The member of the family so employed cannot be considered as a workman in law only when he is the registered owner of the vehicle. Hence there is no inhibition in law for employment of member of the family in connection with the tractor-trailer. In view of the peculiar family relationship it is absurd to insist on documentary proof of appointment and the payment of wages by cash as the only mode of consideration for proof of employment.” 20. No doubt, learned counsel for the appellant/opposite party No.2 has vehemently argued and contended that it is a collusive claim-petition filed by the applicant and opposite party No.1, but to substantiate his contention no material was placed either before the Assistant Commissioner for Labour or before this Court.

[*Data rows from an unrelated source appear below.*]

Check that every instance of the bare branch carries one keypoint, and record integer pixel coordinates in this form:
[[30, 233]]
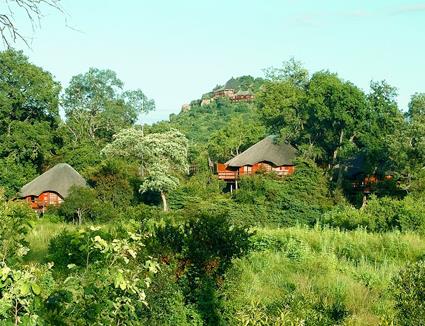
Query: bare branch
[[9, 31]]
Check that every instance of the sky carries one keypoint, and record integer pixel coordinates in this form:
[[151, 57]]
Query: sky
[[177, 50]]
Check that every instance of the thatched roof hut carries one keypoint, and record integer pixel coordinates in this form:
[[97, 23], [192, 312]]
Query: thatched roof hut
[[267, 150], [58, 179]]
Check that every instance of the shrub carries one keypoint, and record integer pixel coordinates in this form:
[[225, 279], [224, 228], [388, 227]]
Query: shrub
[[300, 198], [409, 294], [380, 215], [15, 223], [74, 247]]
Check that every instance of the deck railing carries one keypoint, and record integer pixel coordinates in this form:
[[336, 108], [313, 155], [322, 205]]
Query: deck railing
[[234, 175]]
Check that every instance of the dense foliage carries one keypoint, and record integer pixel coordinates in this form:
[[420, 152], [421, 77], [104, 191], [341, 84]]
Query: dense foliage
[[293, 250]]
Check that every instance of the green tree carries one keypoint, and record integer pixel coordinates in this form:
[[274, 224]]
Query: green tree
[[383, 118], [29, 117], [336, 113], [407, 143], [237, 135], [281, 105], [162, 157], [96, 106]]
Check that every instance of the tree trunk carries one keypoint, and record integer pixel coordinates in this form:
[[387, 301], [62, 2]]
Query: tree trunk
[[79, 215], [335, 156], [164, 201]]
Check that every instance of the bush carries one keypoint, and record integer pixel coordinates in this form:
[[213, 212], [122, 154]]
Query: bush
[[16, 218], [300, 198], [74, 247], [409, 294], [380, 215], [202, 248]]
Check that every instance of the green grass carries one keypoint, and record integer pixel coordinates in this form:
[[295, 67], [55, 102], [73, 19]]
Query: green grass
[[39, 237], [317, 277]]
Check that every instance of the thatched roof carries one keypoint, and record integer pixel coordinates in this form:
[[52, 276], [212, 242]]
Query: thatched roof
[[265, 151], [59, 179]]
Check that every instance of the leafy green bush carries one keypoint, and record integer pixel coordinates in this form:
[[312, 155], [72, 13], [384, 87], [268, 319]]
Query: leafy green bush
[[15, 223], [409, 294], [300, 198], [380, 215], [75, 247]]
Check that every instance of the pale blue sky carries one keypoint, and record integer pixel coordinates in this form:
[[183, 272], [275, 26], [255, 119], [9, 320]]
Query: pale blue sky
[[176, 50]]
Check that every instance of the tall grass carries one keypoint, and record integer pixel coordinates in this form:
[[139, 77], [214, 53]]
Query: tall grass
[[317, 277], [39, 237]]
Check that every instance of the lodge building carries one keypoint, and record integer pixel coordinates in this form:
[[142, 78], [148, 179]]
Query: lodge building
[[267, 155], [51, 187]]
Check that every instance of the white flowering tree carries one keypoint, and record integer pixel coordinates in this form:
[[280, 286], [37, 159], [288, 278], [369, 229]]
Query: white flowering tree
[[162, 157]]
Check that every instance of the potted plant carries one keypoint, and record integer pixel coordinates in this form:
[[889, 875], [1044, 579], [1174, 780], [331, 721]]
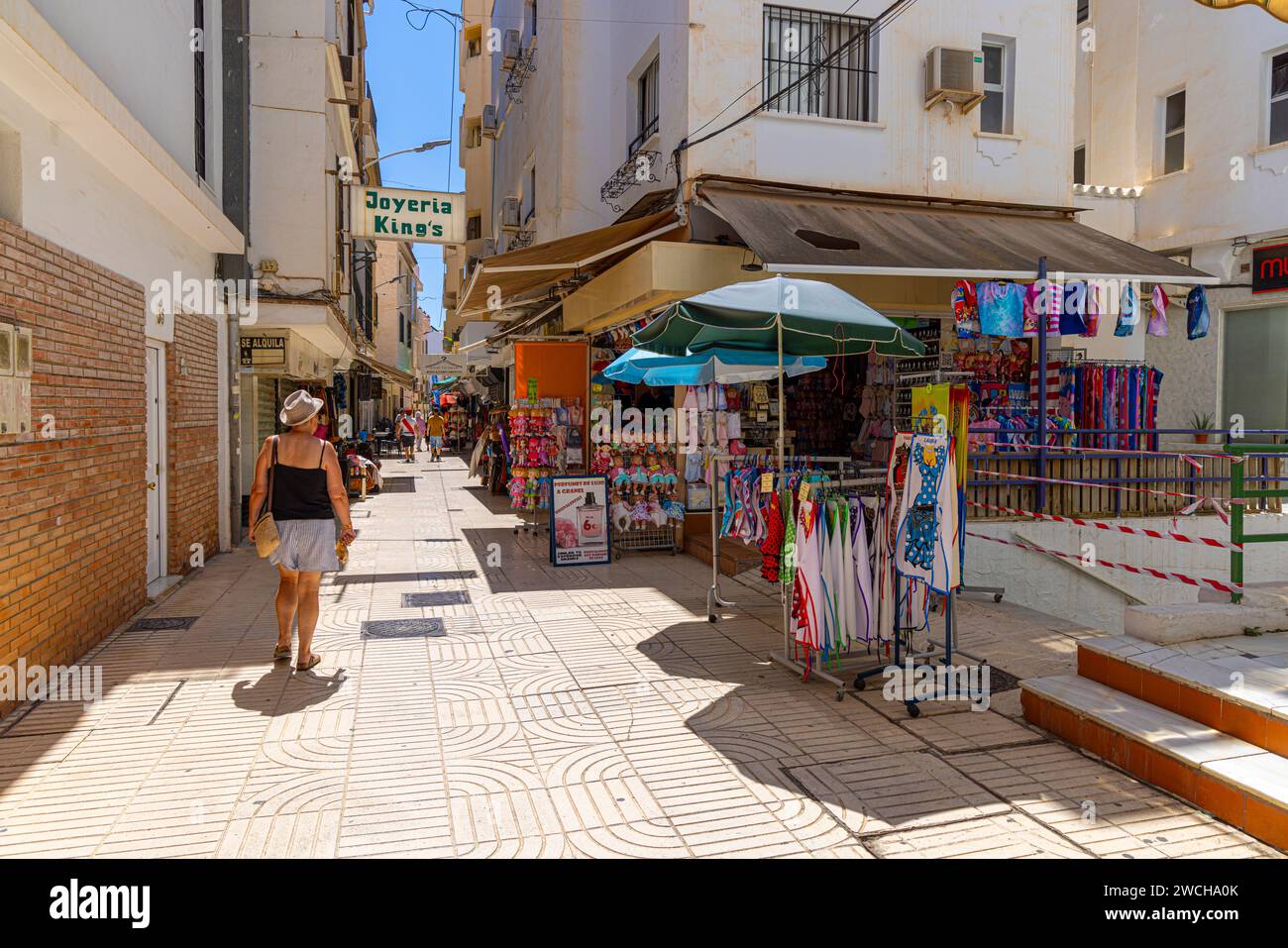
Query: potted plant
[[1201, 423]]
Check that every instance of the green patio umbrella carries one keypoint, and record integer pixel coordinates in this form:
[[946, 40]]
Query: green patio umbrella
[[815, 320], [793, 317]]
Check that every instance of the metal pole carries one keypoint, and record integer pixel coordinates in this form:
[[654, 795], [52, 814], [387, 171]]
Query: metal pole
[[1042, 329], [1236, 524]]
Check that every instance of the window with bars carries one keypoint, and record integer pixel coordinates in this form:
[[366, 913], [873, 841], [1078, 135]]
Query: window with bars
[[1173, 132], [1278, 125], [198, 67], [645, 107], [819, 63]]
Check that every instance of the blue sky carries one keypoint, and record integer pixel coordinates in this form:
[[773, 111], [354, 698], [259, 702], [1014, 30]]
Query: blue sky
[[413, 77]]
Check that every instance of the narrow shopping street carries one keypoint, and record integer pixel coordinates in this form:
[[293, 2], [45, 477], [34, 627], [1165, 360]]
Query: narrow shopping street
[[475, 700]]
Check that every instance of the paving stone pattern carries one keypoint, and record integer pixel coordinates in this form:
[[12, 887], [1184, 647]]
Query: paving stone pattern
[[473, 700]]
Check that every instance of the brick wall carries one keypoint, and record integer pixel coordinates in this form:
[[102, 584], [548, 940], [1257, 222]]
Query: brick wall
[[192, 421], [72, 522]]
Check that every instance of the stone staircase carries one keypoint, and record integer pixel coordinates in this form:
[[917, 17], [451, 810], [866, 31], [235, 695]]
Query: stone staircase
[[1210, 733]]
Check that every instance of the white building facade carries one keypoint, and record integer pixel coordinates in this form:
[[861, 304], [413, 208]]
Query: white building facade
[[1199, 145]]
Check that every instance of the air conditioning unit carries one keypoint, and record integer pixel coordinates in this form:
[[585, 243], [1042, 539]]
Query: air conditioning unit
[[954, 75], [510, 50], [510, 214]]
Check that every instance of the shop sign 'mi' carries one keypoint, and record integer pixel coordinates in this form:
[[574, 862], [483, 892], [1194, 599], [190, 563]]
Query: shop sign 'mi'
[[1270, 268], [397, 214]]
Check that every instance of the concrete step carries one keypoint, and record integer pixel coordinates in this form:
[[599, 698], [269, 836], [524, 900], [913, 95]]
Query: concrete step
[[1248, 702], [1233, 780]]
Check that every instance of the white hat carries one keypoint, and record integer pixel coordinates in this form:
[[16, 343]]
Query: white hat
[[299, 407]]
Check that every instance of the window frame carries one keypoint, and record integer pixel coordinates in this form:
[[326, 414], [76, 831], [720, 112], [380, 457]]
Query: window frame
[[1005, 88], [647, 121], [1271, 99], [845, 90], [1172, 133]]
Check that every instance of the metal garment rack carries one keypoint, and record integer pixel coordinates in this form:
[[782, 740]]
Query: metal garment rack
[[713, 596], [785, 659]]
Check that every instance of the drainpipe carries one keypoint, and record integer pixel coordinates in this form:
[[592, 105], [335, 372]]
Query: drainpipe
[[236, 206]]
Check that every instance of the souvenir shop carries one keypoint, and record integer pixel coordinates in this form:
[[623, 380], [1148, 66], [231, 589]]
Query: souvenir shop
[[541, 430]]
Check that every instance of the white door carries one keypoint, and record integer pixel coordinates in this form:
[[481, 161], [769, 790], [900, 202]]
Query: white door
[[155, 473]]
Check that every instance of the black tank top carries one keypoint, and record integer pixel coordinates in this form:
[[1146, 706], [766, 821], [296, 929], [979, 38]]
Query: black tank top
[[299, 493]]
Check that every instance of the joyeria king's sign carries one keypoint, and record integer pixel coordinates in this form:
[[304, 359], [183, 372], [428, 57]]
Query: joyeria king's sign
[[395, 214]]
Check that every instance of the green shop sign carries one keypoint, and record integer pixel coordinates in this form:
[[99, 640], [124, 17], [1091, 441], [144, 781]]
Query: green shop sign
[[397, 214]]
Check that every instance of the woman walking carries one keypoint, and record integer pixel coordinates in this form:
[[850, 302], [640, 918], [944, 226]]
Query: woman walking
[[406, 428], [308, 496]]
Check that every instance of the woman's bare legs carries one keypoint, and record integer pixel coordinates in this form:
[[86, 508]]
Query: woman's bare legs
[[308, 605], [287, 599]]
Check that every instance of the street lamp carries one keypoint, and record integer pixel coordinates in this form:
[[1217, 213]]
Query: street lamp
[[425, 147]]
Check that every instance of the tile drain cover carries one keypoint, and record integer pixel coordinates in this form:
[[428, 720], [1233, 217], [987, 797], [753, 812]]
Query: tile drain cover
[[403, 629], [162, 623], [413, 600]]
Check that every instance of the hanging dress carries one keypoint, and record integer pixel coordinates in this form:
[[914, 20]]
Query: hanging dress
[[926, 545]]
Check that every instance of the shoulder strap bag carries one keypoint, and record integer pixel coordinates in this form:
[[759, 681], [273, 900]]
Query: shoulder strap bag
[[267, 539]]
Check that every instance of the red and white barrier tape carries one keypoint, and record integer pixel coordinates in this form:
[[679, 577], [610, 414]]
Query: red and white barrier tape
[[1113, 527], [1219, 584]]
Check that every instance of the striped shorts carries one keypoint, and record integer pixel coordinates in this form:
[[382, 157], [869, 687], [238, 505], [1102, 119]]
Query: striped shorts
[[307, 545]]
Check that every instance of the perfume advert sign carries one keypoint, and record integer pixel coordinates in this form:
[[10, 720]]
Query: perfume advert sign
[[579, 522]]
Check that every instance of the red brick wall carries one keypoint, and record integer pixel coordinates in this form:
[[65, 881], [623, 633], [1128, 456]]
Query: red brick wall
[[192, 423], [72, 522]]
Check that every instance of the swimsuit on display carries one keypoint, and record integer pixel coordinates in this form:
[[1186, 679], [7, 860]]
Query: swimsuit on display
[[1197, 313], [1001, 308]]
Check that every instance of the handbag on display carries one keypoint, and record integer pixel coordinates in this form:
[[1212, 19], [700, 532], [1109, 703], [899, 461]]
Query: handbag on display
[[267, 537]]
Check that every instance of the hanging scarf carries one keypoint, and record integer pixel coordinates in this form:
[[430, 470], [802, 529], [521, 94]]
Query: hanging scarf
[[1158, 313], [1128, 312], [1197, 317]]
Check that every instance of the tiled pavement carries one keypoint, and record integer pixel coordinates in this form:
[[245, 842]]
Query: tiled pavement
[[554, 712]]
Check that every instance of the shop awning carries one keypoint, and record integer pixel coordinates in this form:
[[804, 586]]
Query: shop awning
[[819, 232], [394, 375], [523, 275]]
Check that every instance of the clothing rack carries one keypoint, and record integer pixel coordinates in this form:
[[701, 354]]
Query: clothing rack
[[713, 596]]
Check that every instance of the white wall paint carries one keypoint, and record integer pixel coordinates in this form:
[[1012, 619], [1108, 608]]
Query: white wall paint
[[141, 51], [1233, 184], [1039, 582]]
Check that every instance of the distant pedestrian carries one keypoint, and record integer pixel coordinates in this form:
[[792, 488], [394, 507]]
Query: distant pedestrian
[[434, 425], [406, 428], [299, 479]]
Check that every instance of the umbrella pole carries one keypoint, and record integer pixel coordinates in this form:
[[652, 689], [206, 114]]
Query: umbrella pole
[[784, 594]]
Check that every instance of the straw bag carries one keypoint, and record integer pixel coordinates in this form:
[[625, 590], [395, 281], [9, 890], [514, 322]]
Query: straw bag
[[266, 528]]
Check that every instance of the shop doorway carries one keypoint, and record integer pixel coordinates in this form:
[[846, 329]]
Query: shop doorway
[[1253, 381], [155, 476]]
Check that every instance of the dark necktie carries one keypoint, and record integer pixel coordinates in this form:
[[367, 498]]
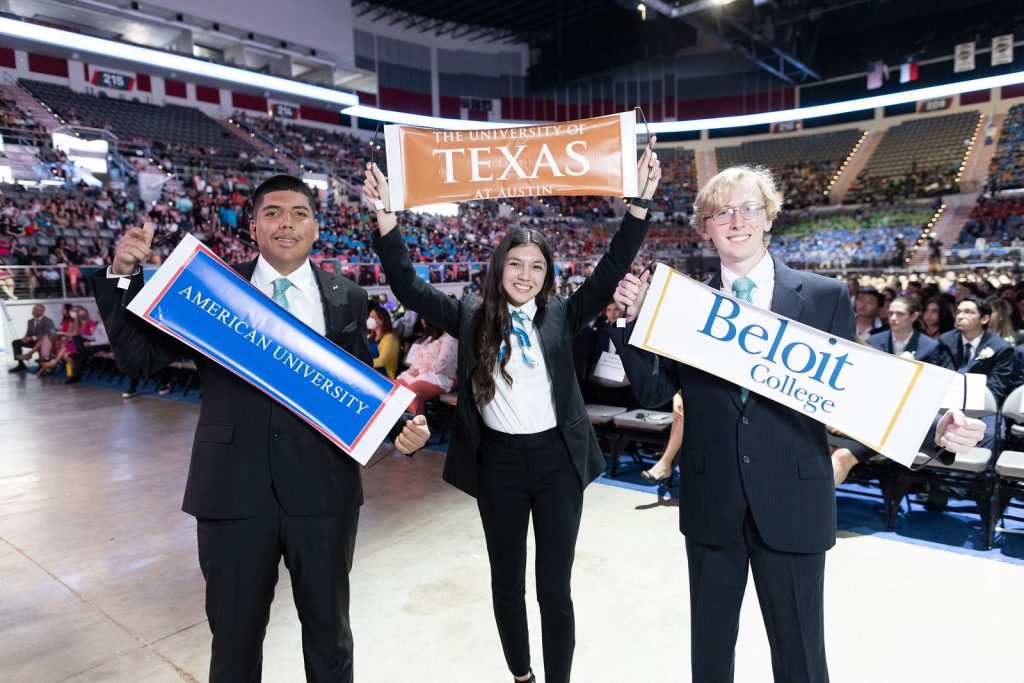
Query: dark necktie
[[967, 357]]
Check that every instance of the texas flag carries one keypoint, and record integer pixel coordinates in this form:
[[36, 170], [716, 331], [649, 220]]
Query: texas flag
[[877, 73], [908, 71]]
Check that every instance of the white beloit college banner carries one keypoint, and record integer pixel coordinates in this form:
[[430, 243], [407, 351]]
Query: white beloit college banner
[[885, 401]]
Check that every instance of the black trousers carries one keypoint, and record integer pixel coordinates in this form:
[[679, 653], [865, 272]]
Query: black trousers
[[791, 588], [18, 347], [239, 559], [522, 475], [84, 353]]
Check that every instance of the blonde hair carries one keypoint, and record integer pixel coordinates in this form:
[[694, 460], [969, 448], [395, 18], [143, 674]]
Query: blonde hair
[[714, 195]]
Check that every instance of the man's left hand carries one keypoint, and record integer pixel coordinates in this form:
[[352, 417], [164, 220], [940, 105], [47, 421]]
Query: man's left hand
[[413, 435], [957, 432]]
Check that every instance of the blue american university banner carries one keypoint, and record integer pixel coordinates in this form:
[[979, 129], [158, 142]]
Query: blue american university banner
[[885, 401], [201, 300]]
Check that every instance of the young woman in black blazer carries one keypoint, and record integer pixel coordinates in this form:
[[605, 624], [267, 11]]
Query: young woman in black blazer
[[522, 443]]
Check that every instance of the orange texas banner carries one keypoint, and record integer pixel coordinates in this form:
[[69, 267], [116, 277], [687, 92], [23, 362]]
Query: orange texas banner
[[586, 157]]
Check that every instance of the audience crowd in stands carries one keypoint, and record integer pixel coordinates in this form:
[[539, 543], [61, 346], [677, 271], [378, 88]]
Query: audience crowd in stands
[[1007, 168], [993, 229]]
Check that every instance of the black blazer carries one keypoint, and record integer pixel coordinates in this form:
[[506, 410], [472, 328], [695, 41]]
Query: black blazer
[[761, 456], [924, 348], [998, 368], [246, 442], [557, 324]]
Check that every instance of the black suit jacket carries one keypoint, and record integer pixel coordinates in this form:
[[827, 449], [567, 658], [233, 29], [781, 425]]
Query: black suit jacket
[[998, 368], [246, 442], [557, 324], [922, 346], [759, 456]]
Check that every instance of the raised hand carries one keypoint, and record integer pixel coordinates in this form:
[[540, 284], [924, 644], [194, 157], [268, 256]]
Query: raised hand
[[133, 249], [957, 432], [413, 435], [377, 194], [648, 171], [630, 294]]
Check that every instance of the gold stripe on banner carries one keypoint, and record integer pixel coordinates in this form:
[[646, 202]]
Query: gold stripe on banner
[[902, 402], [657, 309]]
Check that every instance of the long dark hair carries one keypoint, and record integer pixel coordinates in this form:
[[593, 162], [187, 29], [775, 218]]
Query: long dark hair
[[495, 319], [946, 317]]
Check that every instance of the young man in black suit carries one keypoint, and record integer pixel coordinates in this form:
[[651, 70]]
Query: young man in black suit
[[756, 492], [262, 483], [976, 350]]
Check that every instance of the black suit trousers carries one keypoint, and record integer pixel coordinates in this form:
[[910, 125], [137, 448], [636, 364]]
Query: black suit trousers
[[520, 475], [240, 558], [791, 588]]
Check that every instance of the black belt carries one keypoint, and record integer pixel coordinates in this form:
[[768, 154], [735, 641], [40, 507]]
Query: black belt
[[521, 440]]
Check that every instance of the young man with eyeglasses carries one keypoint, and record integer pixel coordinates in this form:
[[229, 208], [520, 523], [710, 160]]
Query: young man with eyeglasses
[[756, 488]]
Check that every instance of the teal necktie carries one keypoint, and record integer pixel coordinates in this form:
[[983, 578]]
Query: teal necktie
[[516, 329], [280, 287], [742, 288]]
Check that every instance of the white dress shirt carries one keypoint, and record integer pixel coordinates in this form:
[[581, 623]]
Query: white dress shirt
[[763, 275], [303, 296], [527, 406]]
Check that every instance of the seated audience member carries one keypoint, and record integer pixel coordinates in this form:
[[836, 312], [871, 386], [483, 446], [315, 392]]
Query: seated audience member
[[37, 338], [866, 307], [904, 339], [600, 388], [87, 344], [977, 350], [1001, 321], [80, 325], [7, 282], [432, 363], [663, 468], [938, 316], [382, 338]]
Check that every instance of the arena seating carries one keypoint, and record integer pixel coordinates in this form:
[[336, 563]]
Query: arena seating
[[183, 134], [804, 164], [1007, 170], [860, 239], [920, 158], [993, 229]]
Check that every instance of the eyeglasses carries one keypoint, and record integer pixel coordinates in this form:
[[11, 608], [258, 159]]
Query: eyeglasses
[[724, 215]]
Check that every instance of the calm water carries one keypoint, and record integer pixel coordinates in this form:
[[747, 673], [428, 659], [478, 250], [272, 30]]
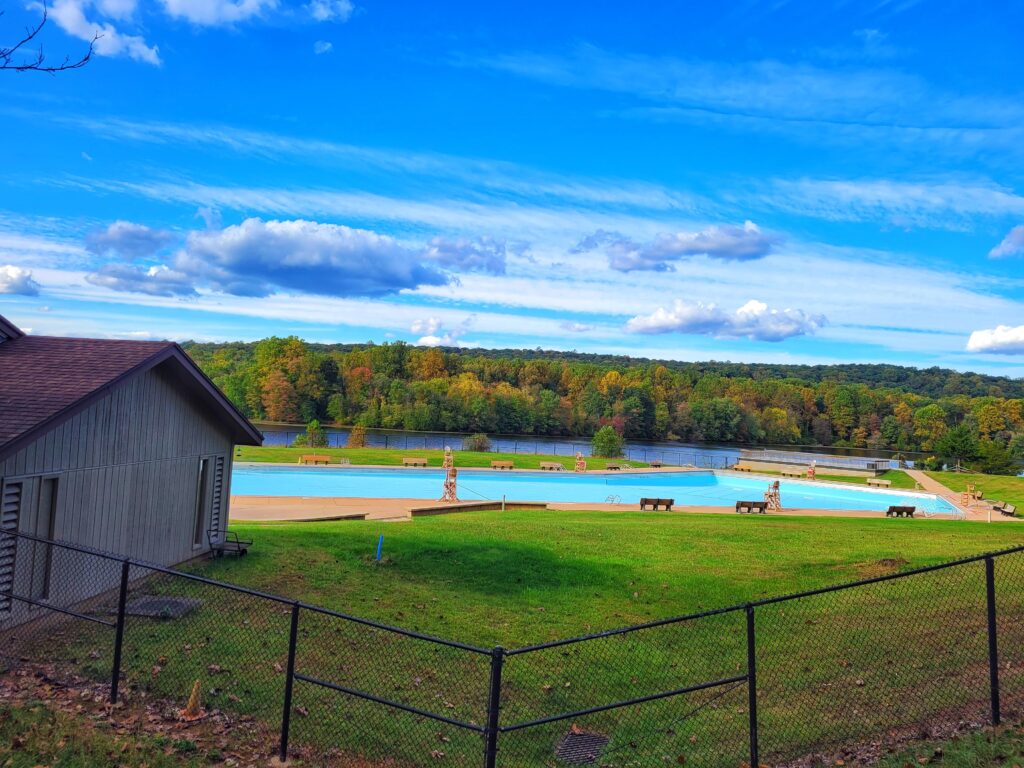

In the absence of any such rebuttal evidence placed by the appellant and it is seen from the above judgments the facts in the aforesaid judgments and the facts in the present claim-petition are similar in nature, therefore, this Court do not find any ground to interfere with the finding given by the learned Assistant Commissioner for Labour with regard to the employee and employer relationship between the deceased and opposite party No.1. In view of the judgments referred to above, I do not see any ground to interfere with the findings given by the learned Assistant Commissioner for Labour. The substantial questions of law raised by the appellant are answered accordingly. 21. In the result, this C.M.A. is dismissed confirming the order, dated 10.03.2015 passed by the Assistant Commissioner for Labour in W.C.No.122 of 2013. There shall be no order as to costs. Miscellaneous petitions, if any, pending in this appeal shall stand closed.